Leur recrutement se fait à domicile, dans les foires ou chez des matrones qui profitent de l'ignorance des règles maritimes des candidats. Une fois embarqués, sur les goélettes à Paimpol ou Saint-Malo et considérés « comme du fret », les graviers (âgés de 12 à 18 ans) passent 15 à 20 jours à fond de cale jusqu'à leur débarquement à l'île aux chiens (19 graves dès 1764), à la fin de l'hiver Nord-Américain.
« Beaucoup souffraient du mal de mer. Ils vivaient parmi leurs déjections. La cale n'était jamais lavée. Personne ne s'occupait d'eux... Au sortir du cap, le froid commençait à bleuir la peau », raconte Le Goffic.
« Les reins brisés »
De mars à septembre, une fois débarqués, les graviers étaient organisés en équipes d'une vingtaine. Un chef et un sous-chef (souvent basque) avaient toute autorité sur eux. Les capitaines des navires de pêche les employaient dans des conditions extrêmes. Réveillés à 4 h, les graviers allaient chercher du sel puis se rendaient au magasin pour y charger la morue sur des civières.

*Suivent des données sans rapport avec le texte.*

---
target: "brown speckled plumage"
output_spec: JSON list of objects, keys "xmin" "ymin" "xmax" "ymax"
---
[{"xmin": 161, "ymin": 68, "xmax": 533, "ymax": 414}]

« Le plus dur, poursuit un témoignage collecté par Le Goffic, c'était le transport des civières : leurs charges n'étaient jamais inférieures à 100 kg. Du chauffe-eau à la grave, la distance n'est pas grande mais il fallait faire le voyage une soixantaine de fois matin et après-midi... On en sortait les reins brisés. Corrodés par le sel, le bout des doigts, les mains cassaient et saignaient au moindre choc... »
« L'atroce puanteur »
Usés, les jeunes gens regagnaient alors les cabanes qui leur servaient d'abris. « On était là plus à l'étroit qu'à bord... Des niches de forme rectangulaire disposées sur deux rangs faisaient le tour de la pièce... Les toits étaient de vraies passoires... Faute de poêle et pour ne geler tout vif, les malheureux gardaient leurs abris et leurs cirés... Les paillots gonflaient, pourrissaient, grouillaient de vermines aux premières chaleurs. C'était alors une sorte de supplice : l'atroce puanteur de l'atmosphère, la cabane n'avait pas de fenêtre. »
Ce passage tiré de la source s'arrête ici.